Russia today reported 8,926 more cases, down over the last few days, but it said the situation is difficult, and it has asked the United States for reciprocal medical aid, Reuters reported today. Moscow is the country's biggest hot spot, but President Vladimir Putin said today that the southern region of Dagestan was overwhelmed, with 3,460 cases and its health system under strain, according to a separate report from Reuters.

Another report from the news service said Russia's army has set up a temporary hospital at the country's biggest gold mine, located in Siberia, to treat infected miners following the detection of cases as part of expanded employee testing.

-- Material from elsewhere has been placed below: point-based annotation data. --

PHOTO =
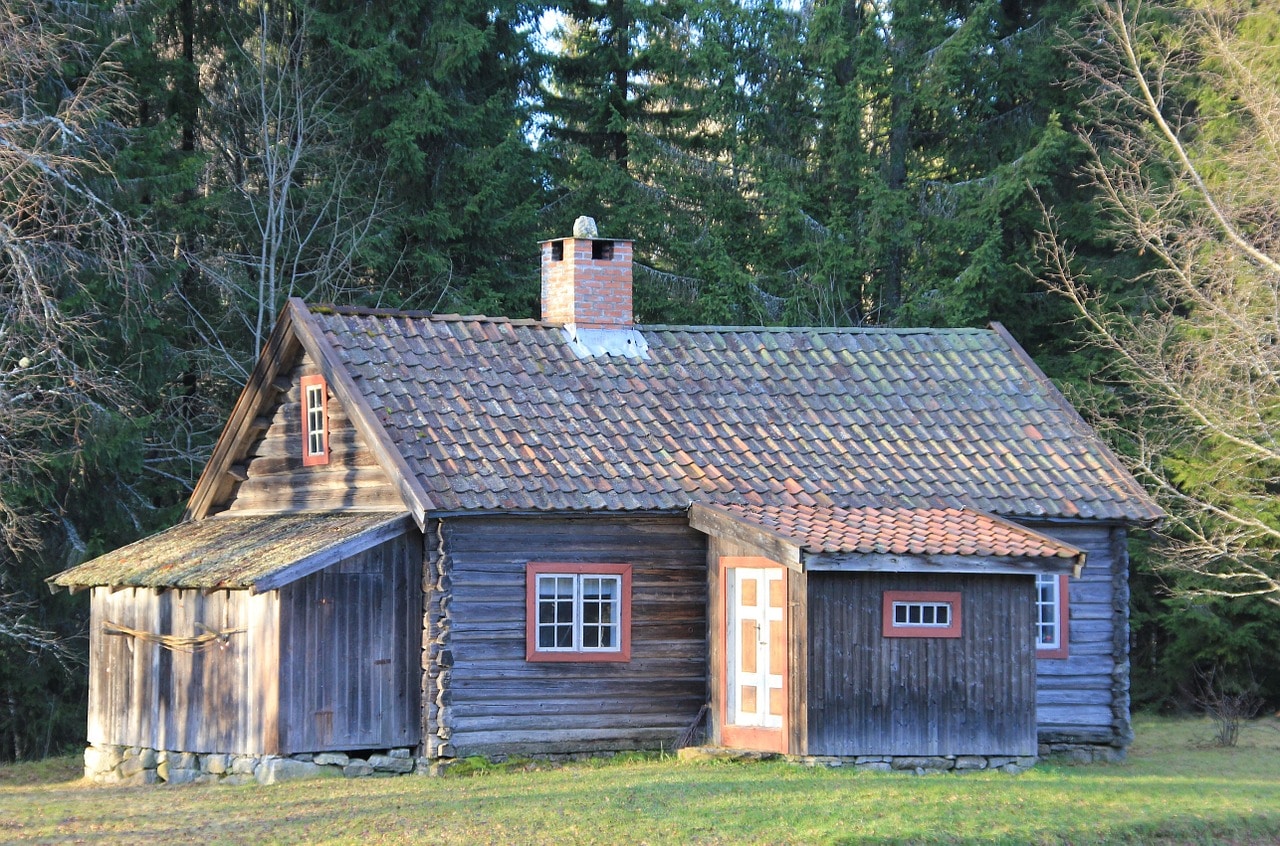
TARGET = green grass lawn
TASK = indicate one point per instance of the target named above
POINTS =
(1173, 790)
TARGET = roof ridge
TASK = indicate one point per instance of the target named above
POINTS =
(869, 330)
(366, 311)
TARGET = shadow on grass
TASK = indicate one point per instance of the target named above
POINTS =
(1255, 830)
(50, 771)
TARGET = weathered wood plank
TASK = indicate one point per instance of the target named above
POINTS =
(1098, 644)
(869, 694)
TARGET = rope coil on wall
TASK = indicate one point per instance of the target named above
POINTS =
(176, 643)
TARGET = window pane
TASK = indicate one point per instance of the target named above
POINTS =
(599, 611)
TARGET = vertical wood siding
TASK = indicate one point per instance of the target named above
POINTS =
(350, 675)
(1084, 698)
(142, 694)
(876, 695)
(279, 481)
(484, 698)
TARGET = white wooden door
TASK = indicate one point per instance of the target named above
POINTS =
(757, 646)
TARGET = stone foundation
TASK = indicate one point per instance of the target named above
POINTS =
(918, 764)
(141, 766)
(1083, 753)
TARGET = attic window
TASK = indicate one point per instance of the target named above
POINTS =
(315, 421)
(1051, 616)
(917, 613)
(577, 612)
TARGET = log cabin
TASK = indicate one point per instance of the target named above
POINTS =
(430, 536)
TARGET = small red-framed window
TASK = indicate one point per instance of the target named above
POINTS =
(577, 612)
(920, 613)
(1052, 616)
(315, 421)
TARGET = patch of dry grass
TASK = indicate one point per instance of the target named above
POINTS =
(1173, 790)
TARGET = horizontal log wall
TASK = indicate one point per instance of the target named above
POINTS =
(351, 638)
(484, 698)
(214, 700)
(876, 695)
(277, 480)
(1084, 698)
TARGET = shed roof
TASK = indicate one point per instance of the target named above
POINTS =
(257, 553)
(497, 415)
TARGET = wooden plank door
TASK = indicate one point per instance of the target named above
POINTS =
(755, 654)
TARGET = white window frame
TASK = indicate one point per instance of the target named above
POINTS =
(315, 421)
(926, 614)
(1051, 613)
(579, 577)
(926, 603)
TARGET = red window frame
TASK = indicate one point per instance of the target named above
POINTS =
(928, 597)
(557, 568)
(1064, 622)
(310, 458)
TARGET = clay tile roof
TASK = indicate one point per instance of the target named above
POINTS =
(901, 531)
(228, 552)
(504, 416)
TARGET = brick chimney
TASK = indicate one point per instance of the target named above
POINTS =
(586, 280)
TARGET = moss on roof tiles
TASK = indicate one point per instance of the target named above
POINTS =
(745, 403)
(222, 552)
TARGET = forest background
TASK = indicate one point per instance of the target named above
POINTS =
(172, 170)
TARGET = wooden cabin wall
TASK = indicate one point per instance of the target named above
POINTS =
(350, 652)
(484, 698)
(876, 695)
(219, 699)
(277, 480)
(1084, 698)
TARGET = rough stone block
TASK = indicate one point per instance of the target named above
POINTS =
(922, 763)
(388, 764)
(100, 759)
(183, 760)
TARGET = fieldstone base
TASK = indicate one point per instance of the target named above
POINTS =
(1083, 753)
(918, 764)
(141, 766)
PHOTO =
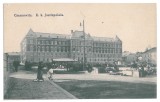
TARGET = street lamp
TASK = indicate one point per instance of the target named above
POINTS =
(84, 58)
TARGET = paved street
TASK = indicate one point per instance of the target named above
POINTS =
(25, 88)
(106, 77)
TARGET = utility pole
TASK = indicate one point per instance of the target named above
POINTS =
(84, 56)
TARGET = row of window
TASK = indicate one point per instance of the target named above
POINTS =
(79, 43)
(79, 59)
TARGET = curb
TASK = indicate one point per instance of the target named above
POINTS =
(64, 91)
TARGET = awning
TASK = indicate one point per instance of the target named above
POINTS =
(64, 60)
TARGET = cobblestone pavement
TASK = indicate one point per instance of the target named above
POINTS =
(28, 89)
(106, 77)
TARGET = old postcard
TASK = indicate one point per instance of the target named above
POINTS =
(80, 51)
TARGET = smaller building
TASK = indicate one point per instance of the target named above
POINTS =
(150, 56)
(11, 57)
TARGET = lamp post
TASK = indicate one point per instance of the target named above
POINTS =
(84, 56)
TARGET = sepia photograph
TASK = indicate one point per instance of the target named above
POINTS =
(79, 51)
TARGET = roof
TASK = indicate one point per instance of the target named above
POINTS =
(151, 50)
(51, 35)
(64, 60)
(102, 39)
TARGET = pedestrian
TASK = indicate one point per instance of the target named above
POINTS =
(16, 64)
(40, 72)
(50, 73)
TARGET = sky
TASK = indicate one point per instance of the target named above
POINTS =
(135, 24)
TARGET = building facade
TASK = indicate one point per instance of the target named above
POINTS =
(150, 56)
(37, 47)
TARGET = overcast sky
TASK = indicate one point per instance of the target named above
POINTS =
(134, 24)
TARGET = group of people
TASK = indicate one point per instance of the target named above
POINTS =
(40, 72)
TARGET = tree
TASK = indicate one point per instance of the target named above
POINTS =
(16, 64)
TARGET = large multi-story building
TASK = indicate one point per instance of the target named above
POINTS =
(37, 47)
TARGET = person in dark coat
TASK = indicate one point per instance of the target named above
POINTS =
(40, 72)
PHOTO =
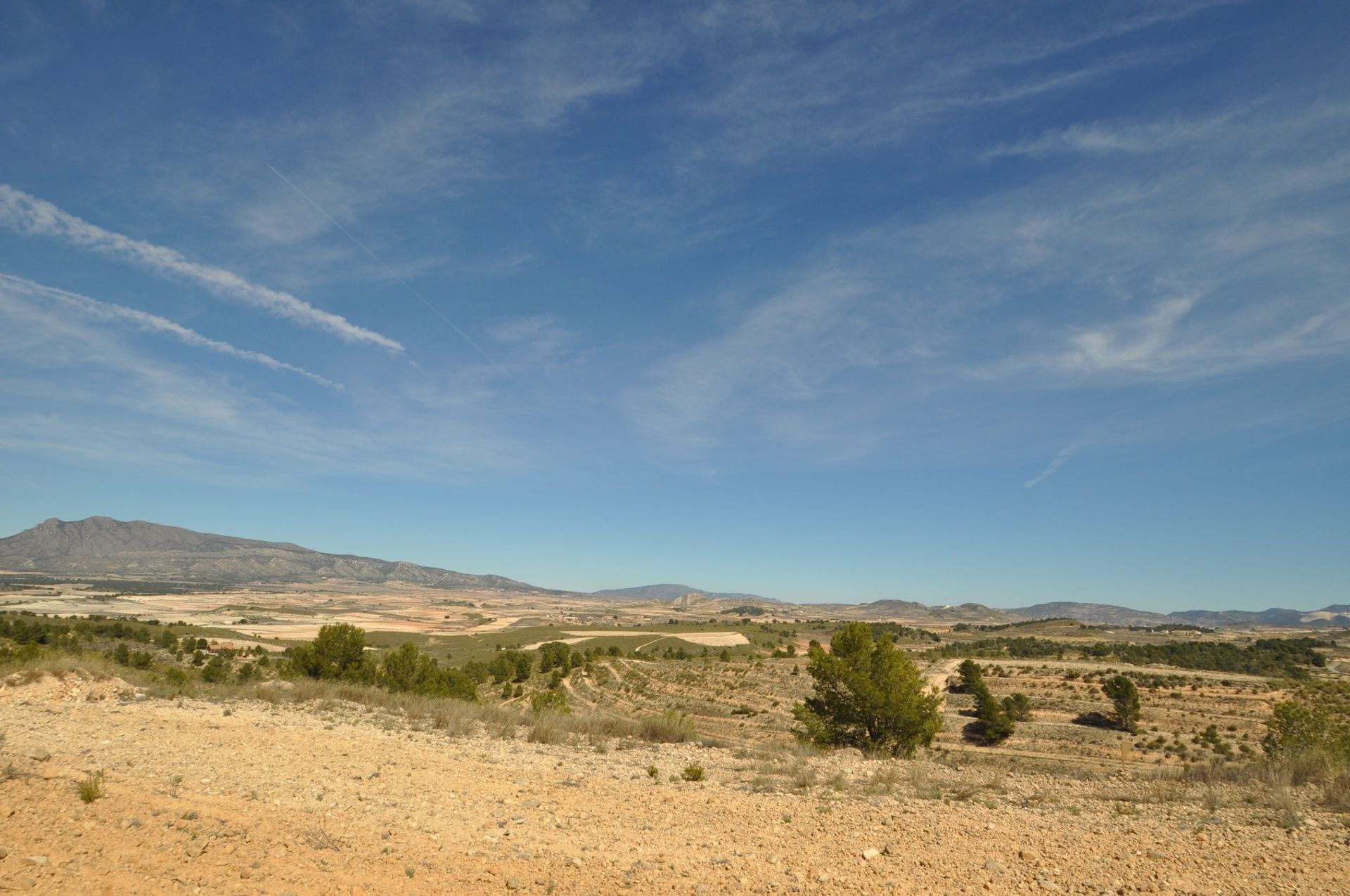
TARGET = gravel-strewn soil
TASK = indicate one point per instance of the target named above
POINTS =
(311, 799)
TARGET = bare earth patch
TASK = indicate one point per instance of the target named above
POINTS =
(340, 798)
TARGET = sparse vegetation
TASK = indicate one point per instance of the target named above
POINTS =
(91, 788)
(868, 695)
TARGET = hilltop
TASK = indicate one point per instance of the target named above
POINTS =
(103, 545)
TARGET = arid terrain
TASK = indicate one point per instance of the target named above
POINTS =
(258, 780)
(326, 796)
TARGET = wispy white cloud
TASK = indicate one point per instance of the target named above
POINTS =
(1206, 261)
(1062, 457)
(75, 387)
(33, 216)
(149, 323)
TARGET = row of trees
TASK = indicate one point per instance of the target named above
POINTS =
(994, 720)
(339, 654)
(1275, 658)
(870, 695)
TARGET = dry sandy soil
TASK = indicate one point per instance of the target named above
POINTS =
(338, 798)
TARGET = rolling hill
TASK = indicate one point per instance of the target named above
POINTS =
(101, 545)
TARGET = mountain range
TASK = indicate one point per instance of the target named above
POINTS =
(103, 547)
(676, 591)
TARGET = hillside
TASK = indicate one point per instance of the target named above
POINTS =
(675, 591)
(101, 545)
(270, 795)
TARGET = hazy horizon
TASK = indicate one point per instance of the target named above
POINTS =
(829, 303)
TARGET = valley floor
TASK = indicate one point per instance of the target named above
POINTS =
(346, 799)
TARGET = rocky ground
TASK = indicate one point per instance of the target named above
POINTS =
(252, 796)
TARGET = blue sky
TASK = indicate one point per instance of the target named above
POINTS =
(953, 301)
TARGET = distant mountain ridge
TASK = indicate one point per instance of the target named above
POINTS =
(107, 547)
(103, 545)
(675, 591)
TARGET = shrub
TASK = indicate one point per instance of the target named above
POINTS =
(972, 676)
(338, 652)
(91, 788)
(867, 695)
(555, 655)
(1125, 699)
(669, 727)
(1018, 708)
(510, 665)
(993, 724)
(215, 671)
(553, 701)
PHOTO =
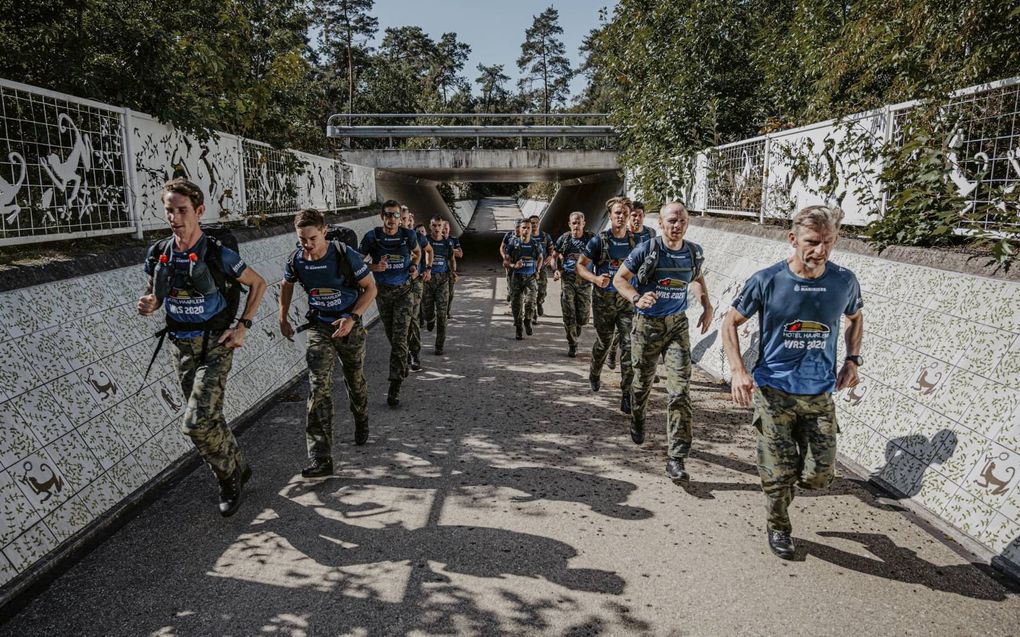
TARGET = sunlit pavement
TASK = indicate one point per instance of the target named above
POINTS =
(502, 496)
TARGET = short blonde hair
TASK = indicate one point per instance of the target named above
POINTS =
(818, 217)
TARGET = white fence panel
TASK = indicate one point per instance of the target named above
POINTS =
(162, 153)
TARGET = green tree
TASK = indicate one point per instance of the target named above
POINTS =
(543, 60)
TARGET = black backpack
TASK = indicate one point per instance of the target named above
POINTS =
(217, 236)
(647, 270)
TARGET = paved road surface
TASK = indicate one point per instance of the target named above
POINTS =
(504, 497)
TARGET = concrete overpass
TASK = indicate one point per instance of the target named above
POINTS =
(587, 177)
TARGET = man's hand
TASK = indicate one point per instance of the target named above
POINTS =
(742, 385)
(287, 330)
(147, 305)
(344, 325)
(706, 318)
(647, 301)
(234, 337)
(847, 376)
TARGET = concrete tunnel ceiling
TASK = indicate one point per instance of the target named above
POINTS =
(587, 178)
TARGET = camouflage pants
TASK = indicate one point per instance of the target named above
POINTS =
(436, 303)
(395, 304)
(321, 358)
(796, 446)
(575, 303)
(450, 300)
(652, 336)
(540, 295)
(611, 312)
(522, 290)
(414, 330)
(203, 385)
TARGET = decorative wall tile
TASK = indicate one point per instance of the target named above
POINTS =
(30, 546)
(129, 424)
(16, 440)
(101, 437)
(74, 397)
(16, 373)
(44, 414)
(42, 481)
(128, 475)
(77, 462)
(17, 512)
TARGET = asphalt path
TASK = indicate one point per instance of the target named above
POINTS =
(503, 496)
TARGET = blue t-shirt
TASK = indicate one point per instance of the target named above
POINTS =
(183, 303)
(645, 234)
(618, 249)
(393, 250)
(442, 253)
(571, 249)
(529, 253)
(327, 293)
(674, 271)
(799, 325)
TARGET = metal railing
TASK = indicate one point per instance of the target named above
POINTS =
(72, 167)
(773, 174)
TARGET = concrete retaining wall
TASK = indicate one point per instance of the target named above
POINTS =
(936, 416)
(79, 433)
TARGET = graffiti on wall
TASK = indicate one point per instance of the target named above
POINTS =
(61, 166)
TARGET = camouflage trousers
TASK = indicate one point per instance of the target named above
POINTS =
(414, 329)
(395, 305)
(652, 336)
(321, 358)
(796, 446)
(611, 312)
(543, 287)
(436, 304)
(575, 304)
(522, 292)
(203, 384)
(450, 300)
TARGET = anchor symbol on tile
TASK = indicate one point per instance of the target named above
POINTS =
(988, 478)
(924, 381)
(54, 481)
(168, 397)
(856, 394)
(107, 388)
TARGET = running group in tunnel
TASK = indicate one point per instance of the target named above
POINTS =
(634, 283)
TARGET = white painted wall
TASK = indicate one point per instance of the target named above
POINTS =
(941, 364)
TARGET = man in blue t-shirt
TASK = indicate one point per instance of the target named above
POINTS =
(548, 259)
(417, 288)
(191, 274)
(664, 269)
(610, 312)
(799, 302)
(435, 302)
(575, 293)
(642, 234)
(395, 255)
(458, 253)
(522, 256)
(340, 289)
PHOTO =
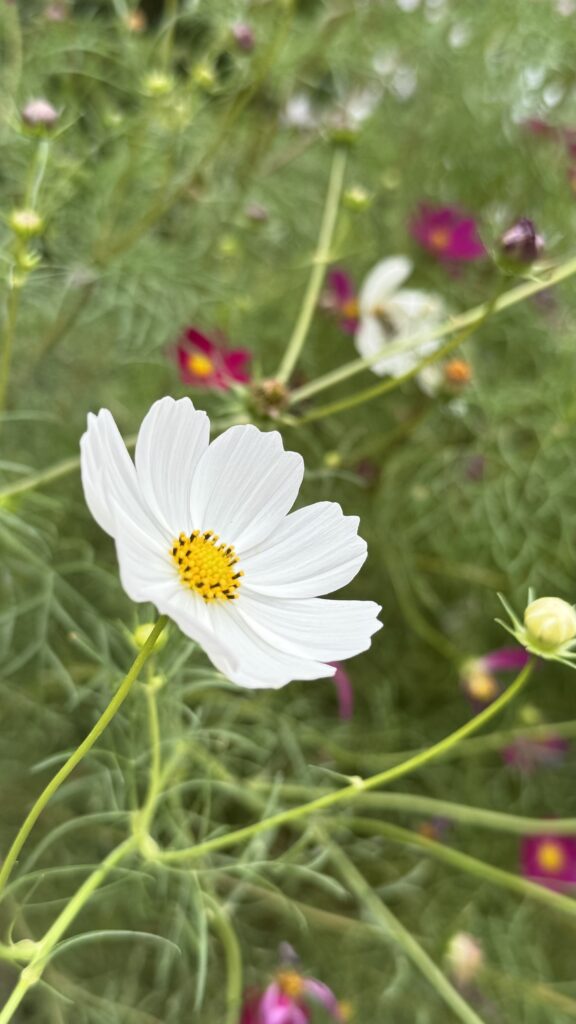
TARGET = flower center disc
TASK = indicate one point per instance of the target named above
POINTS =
(206, 566)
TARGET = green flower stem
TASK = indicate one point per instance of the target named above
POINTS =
(392, 927)
(229, 939)
(80, 753)
(10, 315)
(33, 972)
(468, 320)
(359, 785)
(429, 807)
(463, 862)
(320, 259)
(394, 382)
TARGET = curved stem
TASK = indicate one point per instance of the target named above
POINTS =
(358, 785)
(389, 924)
(79, 753)
(470, 318)
(320, 259)
(33, 972)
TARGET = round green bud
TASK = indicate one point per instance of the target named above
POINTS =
(550, 622)
(141, 634)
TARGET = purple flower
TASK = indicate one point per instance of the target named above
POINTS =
(344, 690)
(340, 299)
(447, 232)
(549, 860)
(478, 679)
(290, 999)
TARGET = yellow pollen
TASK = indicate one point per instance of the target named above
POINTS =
(200, 365)
(440, 239)
(291, 983)
(206, 566)
(350, 308)
(482, 686)
(550, 857)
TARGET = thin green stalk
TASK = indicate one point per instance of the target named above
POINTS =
(430, 807)
(469, 318)
(463, 862)
(33, 972)
(380, 913)
(358, 785)
(320, 260)
(12, 302)
(394, 382)
(80, 752)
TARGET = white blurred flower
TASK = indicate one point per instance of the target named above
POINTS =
(204, 531)
(391, 313)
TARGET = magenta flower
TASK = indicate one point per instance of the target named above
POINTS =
(447, 232)
(344, 690)
(341, 300)
(290, 999)
(478, 675)
(549, 860)
(527, 755)
(209, 364)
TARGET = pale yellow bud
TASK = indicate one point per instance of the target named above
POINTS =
(550, 622)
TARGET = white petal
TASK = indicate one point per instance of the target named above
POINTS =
(171, 439)
(313, 551)
(382, 282)
(260, 665)
(244, 484)
(109, 475)
(326, 631)
(369, 339)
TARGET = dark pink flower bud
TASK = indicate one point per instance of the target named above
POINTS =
(243, 36)
(521, 244)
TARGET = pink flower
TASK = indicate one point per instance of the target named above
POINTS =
(478, 679)
(527, 755)
(344, 690)
(208, 364)
(549, 860)
(340, 299)
(449, 233)
(290, 999)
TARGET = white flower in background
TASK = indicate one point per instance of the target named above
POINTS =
(389, 313)
(204, 531)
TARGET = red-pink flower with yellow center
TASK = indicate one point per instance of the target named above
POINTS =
(549, 859)
(209, 364)
(447, 232)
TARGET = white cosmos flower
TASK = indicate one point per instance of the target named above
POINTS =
(389, 313)
(204, 531)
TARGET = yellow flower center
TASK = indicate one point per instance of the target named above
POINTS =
(291, 983)
(350, 308)
(200, 365)
(206, 566)
(440, 239)
(550, 857)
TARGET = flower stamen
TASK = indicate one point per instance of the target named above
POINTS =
(206, 566)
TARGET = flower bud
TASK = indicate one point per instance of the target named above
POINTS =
(141, 634)
(521, 245)
(464, 957)
(39, 114)
(26, 223)
(550, 622)
(243, 36)
(357, 198)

Meanwhile, the health system in Brazil's largest city, Sao Paulo, is close to collapse, with 90% of emergency beds at public hospitals full and expected to surpass capacity within 2 weeks, the BBC reported today.

Brazil reported 4,515 more cases today, raising its overall total to 245,959. So far, 16,370 Brazilians have died from their infections, the sixth-highest fatality total in the world.

Past-peak countries face new challenges

In Europe, where several countries affected early in the pandemic are easing some restrictions, Italy's shops, restaurants, and hairdressers reopened today, with distancing measures in place, and churches and the Vatican resumed after a 2-month shutdown, after facilities were sanitized and with distancing and other protections incorporated into the services.

Germany said today that it hoped to decide by June 15 whether to allow international travel to resume, with hopes of salvaging some of the tourism season, and Spain signaled that it could reopen its borders by the end of June, when all of its lockdown measures expire.

In France, the country's education minister warned today that a week after some schools reopened in France, 70 cases linked to schools have been reported, according to CBS News, which cited a French radio report. It's not clear if the cases were in students or teachers or if the exposures occurred at home or at school. Affected schools will be closed immediately.

In a United Kingdom development, researchers from Oxford University, in partnership with AstraZeneca, will receive £84 million ($102 million) in new government funding for vaccine development, and the partners have made a global licensing deal to commercialize and manufacture the vaccine, Alok Sharma, the government's business secretary, said yesterday. As part of the agreement, if the vaccine is successful, AstraZeneca could make up to 30 million doses for the UK by September, making it the first country to get supplies.

In Asia, China today reported seven new cases, four of them imported from Inner Mongolia and three of them local: two from Jilin province, where officials are battling a recent cluster of cases, and one from Shanghai, according to the National Health Commission.

The country also reported 18 more asymptomatic cases, 2 of them imported. And South Korea, which is tracking clusters of cases linked to Seoul nightclubs, reported 15 new cases, 10 of them imported; of 5 local cases, 2 were linked to the nightclubs, Korea Centers for Disease Control and Prevention said in an update today. So far, 170 cases have been reported in the cluster.